I guess the assistant called him right away, and an hour later while I was in the pharmacy, she called me back and said he was increasing my Effexxor like I asked him to, this morning.
I am getting the feeling that if I am not psychotic, I am no longer going to be taken seriously. The first thing he said when I told him things were bad was, "How are the voices?"
As soon as I reported my antipsychotic is working and there have only been two auditory hallucinations, he seemed relieved. As if that is the only thing that matters. I know that psychosis is considered more serious than depression. I also know that for me, the two frequently occur at the same time. So one occuring is a legitimate problem. The fact that I am completely freaking out and hiding inside my apartment as I write this, because I am terrified of the world, is a legitimate problem. It may not be as bad as voices that told me to drive a car off a bridge, but it still makes me want to kill myself; therefore, it is still bad.
Today, because I cannot think clearly, I went to three different government buildings, just to pay a traffic ticket. The third one was the right place. I found my vehicle registration in my purse, where I must have stuck it somewhere in the past couple weeks when it arrived in the mail, after I renewed it following getting a ticket a couple weeks ago, because it actually expired in January. I had already called the place to report that the thing never came in the mail, before finding it today, inside my own purse. This is the mental capacity I am dealing with, whilst trying to finish college despite an inability to read books.

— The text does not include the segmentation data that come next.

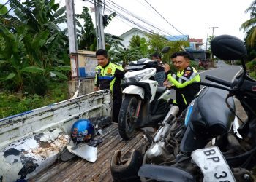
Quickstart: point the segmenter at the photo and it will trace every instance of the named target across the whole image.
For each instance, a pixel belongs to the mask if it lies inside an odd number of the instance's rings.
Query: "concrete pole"
[[[213,27],[209,27],[209,28],[211,28],[212,29],[212,34],[211,34],[211,39],[214,38],[214,28],[218,28],[219,27],[217,26],[213,26]],[[211,53],[211,60],[214,59],[214,55]],[[215,63],[214,61],[214,66],[215,66]]]
[[[67,31],[69,36],[69,53],[78,51],[74,0],[65,0],[67,20]]]
[[[65,3],[70,55],[71,75],[72,78],[76,78],[78,76],[78,56],[74,56],[72,55],[72,53],[76,53],[78,52],[74,0],[65,0]]]
[[[103,16],[101,0],[94,0],[95,23],[97,50],[105,49],[105,34],[103,27]]]

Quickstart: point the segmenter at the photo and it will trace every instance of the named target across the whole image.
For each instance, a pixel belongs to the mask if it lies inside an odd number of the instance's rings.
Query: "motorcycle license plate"
[[[194,151],[193,161],[203,173],[203,181],[236,181],[232,171],[217,146]]]

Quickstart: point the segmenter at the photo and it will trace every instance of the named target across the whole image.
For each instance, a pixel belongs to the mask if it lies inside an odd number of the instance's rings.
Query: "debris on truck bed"
[[[139,149],[145,140],[143,132],[138,131],[129,141],[124,141],[116,123],[104,128],[102,132],[103,135],[96,138],[102,139],[103,142],[97,146],[97,159],[94,163],[78,157],[67,162],[59,160],[29,181],[113,181],[110,164],[113,153],[118,149],[125,154]]]

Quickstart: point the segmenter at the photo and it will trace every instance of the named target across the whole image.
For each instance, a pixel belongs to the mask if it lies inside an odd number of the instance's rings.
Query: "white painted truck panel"
[[[0,178],[29,178],[49,167],[78,119],[111,116],[109,90],[100,90],[0,119]]]

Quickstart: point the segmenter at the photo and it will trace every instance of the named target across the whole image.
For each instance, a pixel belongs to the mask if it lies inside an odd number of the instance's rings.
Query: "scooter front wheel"
[[[135,96],[126,95],[119,111],[118,131],[121,138],[128,140],[136,130],[136,109],[138,100]]]

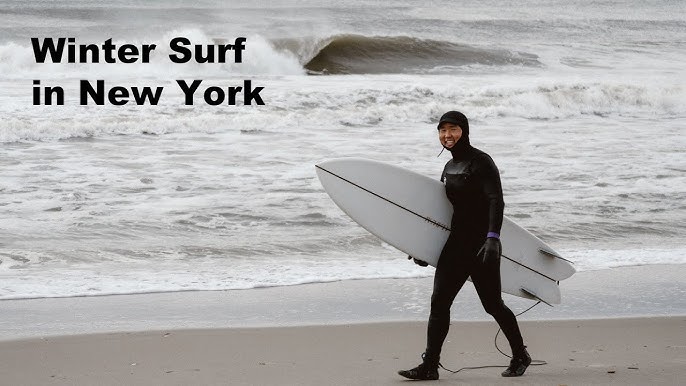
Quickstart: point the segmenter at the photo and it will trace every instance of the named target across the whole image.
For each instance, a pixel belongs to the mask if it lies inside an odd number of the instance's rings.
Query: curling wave
[[[441,72],[470,65],[540,66],[524,52],[480,48],[409,36],[335,35],[321,40],[274,42],[299,57],[311,74],[400,74]]]

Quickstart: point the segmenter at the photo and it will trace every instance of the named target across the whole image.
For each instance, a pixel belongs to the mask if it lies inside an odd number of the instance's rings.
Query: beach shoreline
[[[170,292],[0,301],[0,341],[61,335],[196,328],[287,327],[428,318],[432,278],[347,280],[250,290]],[[686,315],[686,265],[582,271],[561,282],[562,304],[539,304],[520,320]],[[519,313],[535,302],[504,295]],[[473,285],[454,321],[490,321]]]
[[[548,362],[441,370],[457,384],[677,384],[686,376],[686,266],[584,271],[563,303],[519,317]],[[252,290],[5,300],[0,373],[7,384],[397,384],[423,351],[431,278],[354,280]],[[507,296],[517,311],[532,301]],[[497,325],[471,284],[458,296],[443,364],[507,365]],[[509,348],[504,337],[498,346]]]
[[[424,322],[153,330],[0,342],[7,384],[400,384],[419,361]],[[440,371],[447,384],[664,384],[686,375],[686,317],[524,321],[534,359],[521,378],[502,368]],[[506,366],[494,322],[453,322],[442,363]],[[506,353],[501,336],[499,346]]]

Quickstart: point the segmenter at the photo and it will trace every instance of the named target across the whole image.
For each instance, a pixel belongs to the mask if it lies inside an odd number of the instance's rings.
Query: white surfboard
[[[358,224],[436,266],[453,212],[440,181],[361,158],[325,161],[316,171],[331,199]],[[503,292],[559,304],[558,282],[574,274],[572,264],[507,217],[500,236]]]

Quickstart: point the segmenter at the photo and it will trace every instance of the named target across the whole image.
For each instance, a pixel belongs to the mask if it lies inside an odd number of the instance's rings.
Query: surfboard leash
[[[527,308],[526,310],[524,310],[524,311],[518,313],[517,315],[515,315],[515,317],[524,314],[525,312],[531,310],[532,308],[536,307],[537,305],[539,305],[539,304],[541,304],[541,303],[542,303],[542,302],[541,302],[540,300],[537,301],[533,306],[531,306],[531,307]],[[498,350],[499,353],[501,353],[501,354],[503,354],[504,356],[506,356],[506,357],[512,359],[512,356],[505,354],[505,353],[500,349],[500,347],[498,347],[498,335],[500,335],[500,331],[502,331],[502,330],[501,330],[500,328],[498,328],[498,332],[496,332],[495,338],[493,338],[493,344],[495,345],[495,348],[496,348],[496,350]],[[544,360],[541,360],[541,359],[532,359],[532,360],[531,360],[531,364],[530,364],[529,366],[543,366],[543,365],[547,365],[547,364],[548,364],[548,362],[546,362],[546,361],[544,361]],[[490,368],[502,368],[502,367],[507,368],[507,366],[503,366],[503,365],[488,365],[488,366],[462,367],[461,369],[458,369],[458,370],[450,370],[450,369],[445,368],[445,367],[443,366],[443,364],[441,364],[440,362],[438,363],[438,366],[439,366],[440,368],[442,368],[443,370],[445,370],[445,371],[447,371],[447,372],[449,372],[449,373],[453,373],[453,374],[457,374],[457,373],[459,373],[459,372],[462,371],[462,370],[478,370],[478,369],[490,369]]]

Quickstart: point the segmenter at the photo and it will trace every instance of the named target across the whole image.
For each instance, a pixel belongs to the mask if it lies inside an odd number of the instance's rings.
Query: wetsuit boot
[[[422,363],[410,370],[400,370],[398,374],[407,379],[418,381],[435,381],[438,379],[438,359],[432,360],[422,354]]]
[[[526,346],[512,353],[512,360],[507,370],[502,372],[503,377],[520,377],[531,364],[531,356],[526,352]]]

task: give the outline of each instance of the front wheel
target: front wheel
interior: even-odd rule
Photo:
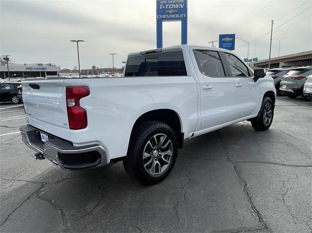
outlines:
[[[14,95],[11,98],[11,102],[13,104],[18,104],[20,103],[20,99],[17,95]]]
[[[297,98],[297,96],[298,96],[298,95],[297,95],[297,94],[290,94],[289,93],[287,93],[286,94],[286,95],[289,98],[291,98],[292,99],[295,99],[296,98]]]
[[[127,172],[144,184],[158,183],[173,168],[177,155],[177,141],[168,125],[148,121],[134,129],[123,165]]]
[[[312,96],[306,96],[304,95],[303,92],[301,94],[301,98],[305,101],[312,101]]]
[[[251,119],[252,125],[256,130],[266,130],[272,124],[274,106],[271,98],[265,97],[258,115]]]

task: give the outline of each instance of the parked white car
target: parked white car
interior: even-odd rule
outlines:
[[[20,130],[33,158],[70,170],[123,161],[153,184],[170,172],[185,139],[246,120],[265,130],[273,120],[273,79],[227,50],[132,53],[124,75],[22,82],[27,125]]]
[[[285,74],[286,72],[292,68],[293,67],[270,69],[267,71],[267,76],[271,77],[274,80],[274,85],[276,90],[276,94],[277,95],[283,96],[286,95],[286,92],[280,90],[279,90],[280,83],[283,75]]]

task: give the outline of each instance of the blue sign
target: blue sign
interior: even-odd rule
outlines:
[[[26,71],[46,71],[46,67],[26,67]]]
[[[181,44],[187,44],[187,0],[156,0],[157,48],[162,48],[162,22],[181,21]]]
[[[228,50],[235,49],[235,34],[219,35],[219,48]]]

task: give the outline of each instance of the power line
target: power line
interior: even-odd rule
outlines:
[[[289,16],[289,14],[290,14],[290,13],[291,13],[292,12],[293,12],[293,11],[295,11],[296,9],[297,9],[298,8],[299,8],[299,7],[301,7],[301,6],[302,6],[302,5],[304,5],[305,4],[306,4],[307,2],[309,2],[309,1],[307,1],[304,2],[303,3],[301,4],[300,5],[299,5],[299,6],[297,6],[297,7],[296,7],[295,8],[294,8],[294,9],[293,10],[292,10],[292,11],[290,11],[290,12],[288,12],[288,13],[287,13],[287,14],[286,14],[286,15],[285,15],[284,16],[283,16],[282,17],[281,17],[281,18],[279,18],[278,19],[277,19],[277,20],[276,20],[276,21],[275,21],[275,22],[277,22],[278,21],[279,21],[279,20],[281,20],[282,18],[285,18],[285,17],[286,17],[286,16]],[[276,4],[276,3],[277,3],[277,2],[278,2],[278,1],[277,1],[277,2],[275,2],[275,4]],[[275,4],[274,4],[274,5],[275,5]],[[262,29],[261,29],[261,30],[260,30],[258,31],[257,32],[255,32],[255,33],[253,33],[253,34],[252,34],[251,35],[250,35],[250,36],[247,36],[247,37],[246,37],[246,38],[250,38],[250,37],[251,37],[251,36],[253,36],[255,35],[256,35],[256,34],[258,34],[258,33],[259,33],[259,32],[262,32],[262,31],[263,31],[264,29],[266,29],[266,28],[268,28],[268,27],[270,27],[270,26],[271,26],[270,25],[268,25],[267,26],[266,26],[265,27],[264,27],[264,28],[262,28]]]
[[[310,8],[311,8],[311,7],[312,7],[312,6],[310,6],[309,7],[308,7],[307,8],[306,8],[305,10],[304,10],[303,11],[301,11],[300,13],[298,14],[297,15],[296,15],[295,16],[294,16],[293,17],[292,17],[292,18],[290,18],[289,19],[288,19],[287,21],[286,21],[286,22],[285,22],[284,23],[283,23],[282,24],[281,24],[280,25],[278,26],[278,27],[276,27],[276,28],[275,28],[274,29],[273,29],[273,31],[275,31],[275,30],[276,30],[277,28],[281,27],[282,26],[283,26],[283,25],[284,25],[285,24],[288,23],[288,22],[289,22],[290,20],[293,19],[293,18],[295,18],[296,17],[297,17],[297,16],[299,16],[300,15],[301,15],[301,14],[302,14],[303,12],[304,12],[306,11],[307,11],[308,10],[309,10]],[[262,36],[261,36],[258,37],[258,38],[254,39],[253,40],[257,40],[261,38],[262,38],[263,36],[265,36],[267,35],[268,34],[269,34],[269,33],[270,33],[271,32],[269,32],[267,33],[266,33],[265,34],[263,35]]]
[[[259,10],[259,11],[258,11],[257,12],[256,12],[252,17],[251,18],[248,19],[248,22],[247,22],[247,23],[246,22],[242,22],[239,25],[235,27],[234,28],[233,28],[232,30],[234,30],[234,29],[237,29],[237,28],[241,27],[242,26],[243,26],[243,25],[244,25],[244,24],[249,24],[249,23],[250,23],[253,20],[254,20],[256,18],[257,18],[257,16],[258,16],[258,15],[261,13],[261,12],[267,6],[268,6],[268,5],[269,5],[270,4],[271,4],[272,3],[273,3],[274,1],[274,0],[272,0],[271,1],[270,1],[270,2],[269,2],[268,4],[267,4],[266,5],[265,5],[263,7],[262,7],[260,10]],[[277,0],[277,2],[278,2],[278,1],[279,1],[280,0]],[[277,3],[277,2],[276,2]]]
[[[294,23],[292,23],[291,24],[290,24],[290,25],[288,25],[288,26],[287,26],[286,27],[284,27],[284,28],[281,28],[280,30],[276,31],[275,32],[275,33],[278,32],[279,32],[280,31],[282,31],[282,30],[285,29],[285,28],[288,28],[288,27],[290,27],[291,26],[293,25],[293,24],[296,24],[296,23],[298,23],[298,22],[301,22],[301,21],[302,21],[302,20],[304,20],[304,19],[306,19],[306,18],[308,18],[311,17],[311,16],[312,16],[312,15],[310,15],[310,16],[308,16],[307,17],[306,17],[306,18],[302,18],[302,19],[300,19],[300,20],[298,20],[298,21],[297,21],[296,22],[294,22]]]
[[[239,23],[240,23],[243,20],[244,20],[244,19],[245,19],[249,15],[250,15],[251,13],[252,13],[255,10],[256,10],[260,5],[261,5],[263,2],[264,2],[266,0],[263,0],[263,1],[261,1],[260,4],[257,5],[257,6],[256,6],[254,8],[254,9],[253,9],[253,10],[252,11],[251,11],[250,12],[249,12],[249,13],[248,13],[247,15],[246,15],[246,16],[244,17],[243,18],[242,18],[241,19],[240,19],[237,23],[236,24],[238,24]],[[235,27],[234,27],[235,28]],[[228,29],[228,30],[227,30],[227,32],[229,31],[229,29],[230,29],[230,28]],[[233,29],[232,29],[233,30]]]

After I paid my ticket, I decided to find the first available place I could go to study, since libraries close at 4, and it was already 3:00. I saw a Wendy's and went in there. Oddly, the girl working there had a red ponytail and was dressed up as Wendy. For a second, I thought I was hallucinating, but it was a real person dressed up as Wendy. She told me she does this on Fridays, and people say "Where did Wendy come from?" when they see her. She said, "I'm like, Wendy came from the streets!" She had bad teeth, and I felt sorry for her because I know what it is like to have nothing.
I sat at a table with a Diet Pepsi and put down books and papers, but then I disappeared. I felt myself evaporate. It is like the Wicked Witch in The Wizard of Oz, "I'm melting!" I think. This happens every day now. I could not even open the book. I stared at it. I could not breathe, but when this happens I also think apathetically that it does not even matter anymore if I can breathe. My head hurt. There was a TV on the wall, and the sound was killing me. I felt myself overflow with the familiar dread. There would be no studying there. "I HAVE TO GET OUT OF HERE!!" ran through my head. I fled to the bathroom and formulated a plan to gather my stuff and get away from the horrifying bright lights in the Wendy's that were incapacitating me. I rushed as quickly as possible to the car, squinting in the awful daylight and talking to myself out loud, not caring who saw me. "You are getting out now. You are leaving. You are going home. You are going to be OK. The horrific lights are not there at home. It is only ten minutes away. You are almost there. Look at the road. Concentrate. What road is this? This might be Keene. You are almost home. The cats are there. You can sit in the darkness with them on the couch. You will be able to study there."
I am home now. I cannot find one of my textbooks. It is rather important, considering there is a midterm next week, and I have read none of it. I have no idea where it is, nor am I able to read anything in the other book.
I keep telling myself after working 22 years to get through college, I cannot give up.